Watered-Down Reforms

The House proposal looks weaker than the plan the President proposed this summer

Consumer Protection

What's on the table: The House voted to create the Consumer Financial Protection Agency, which would oversee mortgages, credit cards, and other consumer products. The Senate may consider a similar measure.

What's off: Real estate agents, auto dealers, and other non-financial companies were exempted from the purview of the agency.

Executive Pay

What's on the table: The House bill requires that all public companies let shareholders participate in a nonbinding vote on compensation. It also allows regulators to ban incentive pay that they believe encourages excessive risk-taking.

What's off: The only formal caps on compensation are under TARP.

Derivatives

What's on the table: Under the House rules, banks that trade standard derivatives outside of a regulated trading platform will have to report the deals to regulators.

What's off: Policymakers won't force standard transactions onto trading platforms and clearinghouses where regulators can see positions and prices.

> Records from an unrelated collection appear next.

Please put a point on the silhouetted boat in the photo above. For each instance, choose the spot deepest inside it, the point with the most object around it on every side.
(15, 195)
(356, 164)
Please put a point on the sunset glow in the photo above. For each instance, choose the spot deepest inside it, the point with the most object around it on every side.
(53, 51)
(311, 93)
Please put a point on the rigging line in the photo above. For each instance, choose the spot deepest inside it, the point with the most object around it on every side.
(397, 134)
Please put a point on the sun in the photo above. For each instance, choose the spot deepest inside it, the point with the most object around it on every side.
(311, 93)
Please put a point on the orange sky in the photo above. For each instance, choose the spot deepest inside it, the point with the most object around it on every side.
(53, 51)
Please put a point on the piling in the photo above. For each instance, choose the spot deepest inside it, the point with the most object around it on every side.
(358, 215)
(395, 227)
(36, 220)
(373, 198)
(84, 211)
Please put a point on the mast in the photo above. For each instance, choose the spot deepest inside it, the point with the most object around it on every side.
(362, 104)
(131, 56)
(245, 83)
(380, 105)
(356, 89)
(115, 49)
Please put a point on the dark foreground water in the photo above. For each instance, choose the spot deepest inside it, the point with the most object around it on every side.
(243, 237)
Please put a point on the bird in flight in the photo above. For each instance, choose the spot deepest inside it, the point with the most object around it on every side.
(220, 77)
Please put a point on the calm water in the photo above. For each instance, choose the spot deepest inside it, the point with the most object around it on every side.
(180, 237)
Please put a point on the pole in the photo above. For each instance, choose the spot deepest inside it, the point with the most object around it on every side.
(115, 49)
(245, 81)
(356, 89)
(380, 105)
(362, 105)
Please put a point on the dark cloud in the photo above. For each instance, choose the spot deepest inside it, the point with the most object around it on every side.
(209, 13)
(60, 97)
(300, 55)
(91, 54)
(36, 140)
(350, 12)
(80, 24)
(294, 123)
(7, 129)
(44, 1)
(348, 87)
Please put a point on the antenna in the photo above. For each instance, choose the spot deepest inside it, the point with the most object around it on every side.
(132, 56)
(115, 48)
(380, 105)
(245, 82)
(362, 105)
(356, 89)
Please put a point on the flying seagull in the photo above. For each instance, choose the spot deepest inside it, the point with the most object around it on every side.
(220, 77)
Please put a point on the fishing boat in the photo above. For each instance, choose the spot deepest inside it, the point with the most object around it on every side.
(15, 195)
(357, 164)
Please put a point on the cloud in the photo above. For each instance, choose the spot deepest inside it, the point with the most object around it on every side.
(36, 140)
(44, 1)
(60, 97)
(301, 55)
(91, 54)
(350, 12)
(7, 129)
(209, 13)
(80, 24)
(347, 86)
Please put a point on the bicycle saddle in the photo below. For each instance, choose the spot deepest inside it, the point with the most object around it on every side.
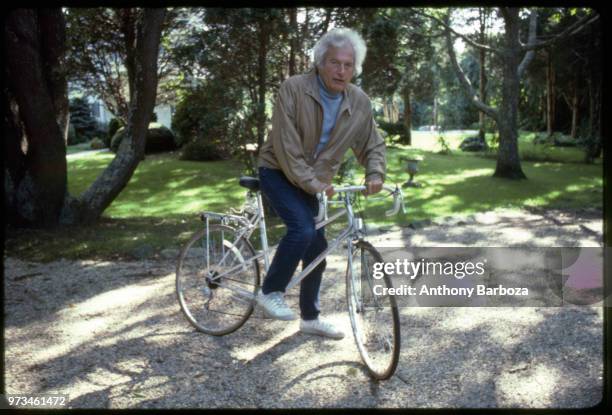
(251, 183)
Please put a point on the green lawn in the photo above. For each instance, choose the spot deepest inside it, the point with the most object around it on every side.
(158, 207)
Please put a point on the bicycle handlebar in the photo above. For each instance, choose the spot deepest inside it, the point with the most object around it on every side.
(396, 191)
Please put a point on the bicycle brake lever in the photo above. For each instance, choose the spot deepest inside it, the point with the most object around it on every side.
(322, 198)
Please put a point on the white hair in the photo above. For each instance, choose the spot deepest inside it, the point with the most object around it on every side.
(339, 38)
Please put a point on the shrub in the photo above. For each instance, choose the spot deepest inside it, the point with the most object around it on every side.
(204, 115)
(158, 139)
(97, 144)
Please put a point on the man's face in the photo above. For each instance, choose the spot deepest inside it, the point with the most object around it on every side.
(337, 69)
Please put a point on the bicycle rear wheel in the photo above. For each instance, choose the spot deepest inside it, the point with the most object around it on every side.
(214, 276)
(374, 318)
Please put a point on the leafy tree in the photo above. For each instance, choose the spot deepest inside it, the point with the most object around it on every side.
(515, 57)
(85, 125)
(36, 192)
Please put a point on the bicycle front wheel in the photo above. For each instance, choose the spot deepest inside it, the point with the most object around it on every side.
(374, 317)
(216, 280)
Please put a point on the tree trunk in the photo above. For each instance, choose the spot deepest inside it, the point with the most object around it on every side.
(508, 161)
(35, 157)
(264, 39)
(482, 92)
(131, 151)
(293, 42)
(574, 106)
(407, 117)
(483, 97)
(594, 145)
(434, 117)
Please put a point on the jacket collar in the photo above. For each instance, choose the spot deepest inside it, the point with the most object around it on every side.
(312, 89)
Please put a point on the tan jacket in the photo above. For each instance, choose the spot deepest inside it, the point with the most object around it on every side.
(296, 130)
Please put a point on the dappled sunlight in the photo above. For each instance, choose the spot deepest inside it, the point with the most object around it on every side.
(82, 323)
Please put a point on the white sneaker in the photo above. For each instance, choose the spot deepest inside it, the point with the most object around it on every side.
(274, 306)
(320, 328)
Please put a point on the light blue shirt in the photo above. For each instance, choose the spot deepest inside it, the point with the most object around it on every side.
(331, 104)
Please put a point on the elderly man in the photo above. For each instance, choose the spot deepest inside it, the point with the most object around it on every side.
(318, 116)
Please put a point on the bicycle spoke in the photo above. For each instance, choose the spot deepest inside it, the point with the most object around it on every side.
(217, 299)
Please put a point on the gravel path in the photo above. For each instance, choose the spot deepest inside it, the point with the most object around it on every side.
(111, 335)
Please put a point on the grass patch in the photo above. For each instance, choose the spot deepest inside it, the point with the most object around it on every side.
(158, 208)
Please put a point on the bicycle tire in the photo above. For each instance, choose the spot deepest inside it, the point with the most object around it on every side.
(205, 299)
(374, 318)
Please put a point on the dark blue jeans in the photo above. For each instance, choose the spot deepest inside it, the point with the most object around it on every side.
(302, 242)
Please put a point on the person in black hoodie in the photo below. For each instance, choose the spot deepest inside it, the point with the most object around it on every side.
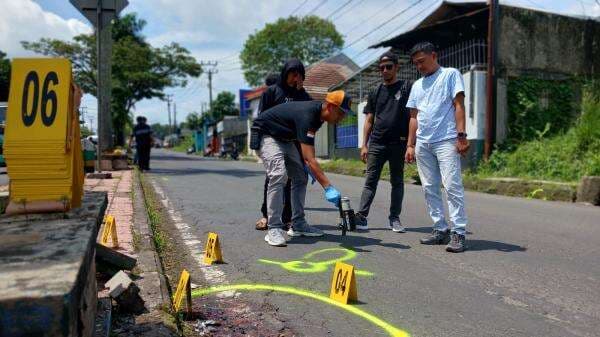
(289, 87)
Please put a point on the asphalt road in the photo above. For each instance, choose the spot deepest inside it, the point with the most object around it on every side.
(532, 268)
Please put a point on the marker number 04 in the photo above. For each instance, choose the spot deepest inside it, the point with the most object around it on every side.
(340, 282)
(29, 114)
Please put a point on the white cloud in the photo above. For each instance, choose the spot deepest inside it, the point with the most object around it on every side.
(25, 20)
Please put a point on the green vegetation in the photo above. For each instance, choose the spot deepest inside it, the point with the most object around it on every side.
(139, 70)
(308, 38)
(539, 108)
(565, 156)
(4, 77)
(184, 144)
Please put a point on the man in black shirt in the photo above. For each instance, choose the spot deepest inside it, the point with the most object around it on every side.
(143, 142)
(286, 87)
(279, 128)
(385, 133)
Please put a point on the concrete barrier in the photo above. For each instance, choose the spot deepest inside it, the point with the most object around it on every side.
(48, 274)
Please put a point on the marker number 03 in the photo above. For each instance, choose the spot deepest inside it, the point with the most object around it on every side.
(340, 282)
(48, 97)
(210, 247)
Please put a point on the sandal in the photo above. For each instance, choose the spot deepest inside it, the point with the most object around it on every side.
(261, 224)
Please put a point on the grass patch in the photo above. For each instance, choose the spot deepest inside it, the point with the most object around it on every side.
(184, 144)
(565, 157)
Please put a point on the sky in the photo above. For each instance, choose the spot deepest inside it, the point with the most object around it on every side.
(216, 31)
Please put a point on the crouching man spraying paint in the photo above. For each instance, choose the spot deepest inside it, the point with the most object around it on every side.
(273, 135)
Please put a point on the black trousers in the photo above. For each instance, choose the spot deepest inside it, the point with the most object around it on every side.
(143, 157)
(378, 155)
(286, 217)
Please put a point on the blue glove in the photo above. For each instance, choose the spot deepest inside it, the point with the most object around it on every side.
(309, 172)
(332, 195)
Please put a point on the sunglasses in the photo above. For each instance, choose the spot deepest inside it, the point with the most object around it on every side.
(386, 67)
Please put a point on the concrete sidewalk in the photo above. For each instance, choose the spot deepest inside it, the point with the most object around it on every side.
(125, 203)
(120, 205)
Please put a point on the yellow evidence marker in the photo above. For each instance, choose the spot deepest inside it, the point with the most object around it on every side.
(343, 283)
(212, 251)
(184, 285)
(110, 230)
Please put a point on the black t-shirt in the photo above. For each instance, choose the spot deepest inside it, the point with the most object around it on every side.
(391, 117)
(291, 121)
(278, 94)
(142, 134)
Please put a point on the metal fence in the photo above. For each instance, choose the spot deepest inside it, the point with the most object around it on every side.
(462, 56)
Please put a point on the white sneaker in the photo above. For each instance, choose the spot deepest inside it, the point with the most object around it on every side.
(396, 226)
(305, 230)
(276, 237)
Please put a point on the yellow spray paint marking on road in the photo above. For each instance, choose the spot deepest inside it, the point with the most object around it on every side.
(390, 329)
(306, 266)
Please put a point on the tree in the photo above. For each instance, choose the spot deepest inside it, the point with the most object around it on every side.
(223, 105)
(139, 71)
(4, 77)
(192, 121)
(308, 38)
(85, 131)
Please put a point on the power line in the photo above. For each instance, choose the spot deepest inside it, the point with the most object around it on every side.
(394, 31)
(384, 23)
(339, 8)
(369, 18)
(298, 8)
(349, 9)
(317, 7)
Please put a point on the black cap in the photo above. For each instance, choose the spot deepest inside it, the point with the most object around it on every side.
(388, 56)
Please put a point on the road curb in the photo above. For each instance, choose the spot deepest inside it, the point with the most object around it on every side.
(151, 269)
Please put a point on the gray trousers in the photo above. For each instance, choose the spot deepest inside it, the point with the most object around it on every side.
(282, 160)
(378, 155)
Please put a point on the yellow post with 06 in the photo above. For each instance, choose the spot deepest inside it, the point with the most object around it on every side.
(42, 146)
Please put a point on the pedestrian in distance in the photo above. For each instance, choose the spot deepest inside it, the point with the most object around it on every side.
(282, 88)
(274, 134)
(143, 142)
(385, 135)
(437, 139)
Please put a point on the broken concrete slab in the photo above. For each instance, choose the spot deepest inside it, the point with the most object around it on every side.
(112, 258)
(47, 283)
(99, 175)
(118, 284)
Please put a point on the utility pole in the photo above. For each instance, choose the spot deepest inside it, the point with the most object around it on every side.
(175, 116)
(82, 113)
(101, 13)
(490, 111)
(169, 99)
(212, 70)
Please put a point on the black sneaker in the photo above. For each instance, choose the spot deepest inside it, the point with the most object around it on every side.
(437, 238)
(361, 222)
(457, 243)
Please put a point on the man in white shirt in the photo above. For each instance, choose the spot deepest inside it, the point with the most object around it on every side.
(437, 139)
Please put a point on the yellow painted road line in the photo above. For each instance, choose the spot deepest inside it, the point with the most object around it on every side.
(390, 329)
(306, 266)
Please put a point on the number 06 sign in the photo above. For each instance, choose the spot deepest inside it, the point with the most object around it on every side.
(39, 100)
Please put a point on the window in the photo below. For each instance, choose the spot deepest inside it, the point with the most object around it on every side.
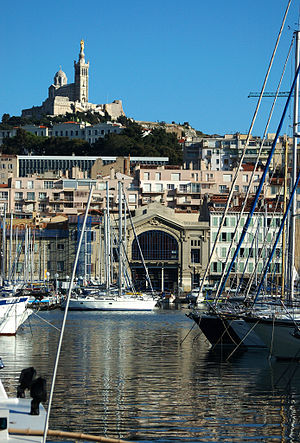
(214, 267)
(60, 266)
(223, 236)
(132, 198)
(155, 245)
(227, 178)
(183, 188)
(30, 196)
(195, 255)
(48, 185)
(223, 188)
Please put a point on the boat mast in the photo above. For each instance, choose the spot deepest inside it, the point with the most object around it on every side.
(294, 171)
(120, 239)
(283, 271)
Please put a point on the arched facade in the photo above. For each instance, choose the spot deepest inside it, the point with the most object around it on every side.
(155, 245)
(175, 249)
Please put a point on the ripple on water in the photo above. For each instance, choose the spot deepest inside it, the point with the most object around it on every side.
(141, 377)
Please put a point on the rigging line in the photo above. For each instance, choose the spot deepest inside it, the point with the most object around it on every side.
(253, 206)
(126, 261)
(65, 314)
(241, 342)
(139, 246)
(262, 249)
(180, 344)
(226, 331)
(256, 165)
(278, 235)
(244, 150)
(272, 337)
(47, 322)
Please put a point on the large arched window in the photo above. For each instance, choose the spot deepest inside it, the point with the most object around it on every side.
(155, 245)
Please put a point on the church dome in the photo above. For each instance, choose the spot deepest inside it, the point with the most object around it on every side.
(60, 78)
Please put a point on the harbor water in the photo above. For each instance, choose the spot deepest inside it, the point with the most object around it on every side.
(150, 377)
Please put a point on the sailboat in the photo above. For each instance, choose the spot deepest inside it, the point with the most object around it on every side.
(238, 325)
(24, 419)
(14, 309)
(112, 298)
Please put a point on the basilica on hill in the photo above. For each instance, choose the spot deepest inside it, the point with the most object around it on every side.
(73, 97)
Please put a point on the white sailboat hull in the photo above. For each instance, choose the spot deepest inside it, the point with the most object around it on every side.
(13, 313)
(111, 304)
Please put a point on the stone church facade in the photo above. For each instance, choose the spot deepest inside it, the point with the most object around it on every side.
(73, 97)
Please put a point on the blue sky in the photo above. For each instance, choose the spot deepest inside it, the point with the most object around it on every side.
(191, 60)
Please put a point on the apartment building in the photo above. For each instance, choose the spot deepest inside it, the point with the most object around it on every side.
(255, 249)
(72, 130)
(183, 189)
(28, 197)
(223, 152)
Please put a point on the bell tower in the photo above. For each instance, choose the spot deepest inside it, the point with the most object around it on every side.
(81, 77)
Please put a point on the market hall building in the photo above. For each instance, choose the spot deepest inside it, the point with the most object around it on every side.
(175, 247)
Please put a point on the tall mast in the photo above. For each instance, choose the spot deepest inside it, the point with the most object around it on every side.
(294, 170)
(120, 239)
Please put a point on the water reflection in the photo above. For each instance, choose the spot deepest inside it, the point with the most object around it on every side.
(141, 377)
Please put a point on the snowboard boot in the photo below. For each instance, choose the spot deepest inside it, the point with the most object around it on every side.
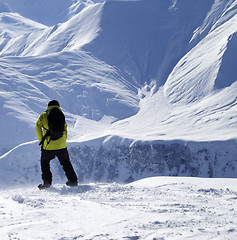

Airlines, energy companies, and others that use the complex financial instruments to protect against operational risk are exempted from many of the rules.

Asset-Backed Securities

What's on the table: To make sure banks have skin in the game, lawmakers want lenders to hold capital against a portion of the bundled loans they sell off to investors.

What's off: Banks would have to account for only 5% of the investment risk on their books, as opposed to the 10% Frank originally proposed.